You can often rewrite the function so you have something that looks like WHERE Stamp=XXXX
and XXXX is some expression. You could create a series of BETWEEN statements for each month, WHERE Stamp BETWEEN timestamp('2010-01-01 00:00:00') AND timestamp ('2010-01-01 23:59:59') OR Stamp BETWEEN ...
, but I'm not certain this would use the index in this case. I'd build a column that was the day of the month as @petr suggests.
Calculate your desired Stamp value separately before you run your main query, i.e.
Step 1 - calculate the desired Stamp value
Step 2 - run a query where Stamp > (calculated value)
Because there's no calculation in step 2, you should be able to use your index.
If I understand it correctly, you basically want to return all rows where the stamp falls on the first in each month (having subtracted the 3 hours)? If (and this is a big if), you have a fixed window of, say the latest 6 months, you could just enumerate 6 range tests.
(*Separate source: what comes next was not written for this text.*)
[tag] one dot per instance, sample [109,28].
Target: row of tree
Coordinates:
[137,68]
But still, I'm not sure indexed access will be faster anyways.
select *
from transactions
where stamp between timestamp '2010-06-01 03:00:00' and timestamp '2010-06-02 02:59:59'
or stamp between timestamp '2010-07-01 03:00:00' and timestamp '2010-07-02 02:59:59'
or stamp between timestamp '2010-08-01 03:00:00' and timestamp '2010-08-02 02:59:59'
or stamp between timestamp '2010-09-01 03:00:00' and timestamp '2010-09-02 02:59:59'
or stamp between timestamp '2010-10-01 03:00:00' and timestamp '2010-10-02 02:59:59'
or stamp between timestamp '2010-11-01 03:00:00' and timestamp '2010-11-02 02:59:59'
or stamp between timestamp '2010-12-01 03:00:00' and timestamp '2010-12-02 02:59:59';
NB! I'm not sure how the millisecond part of the timestamp works. You may need to pad it accordingly.
Reworking petr's answer a bit to avoid the IN clause, and to make it for MyISAM or InnoDB.
For MyISAM
ALTER TABLE Transactions ADD INDEX cover_1 (PK, Stamp)
Or, for InnoDB, where the PK is implicitly included in every index,
ALTER TABLE Transactions ADD INDEX Stamp (Stamp)
Then
SELECT *
FROM Transactions LEFT JOIN
(
SELECT PK
FROM Transactions
WHERE DAYOFMONTH(Stamp - interval 3 hour) = 1
) a ON Transactions.PK=a.PK
The subquery will have an index only execution, and the outer query will only pull the rows from the table where a.PK came through.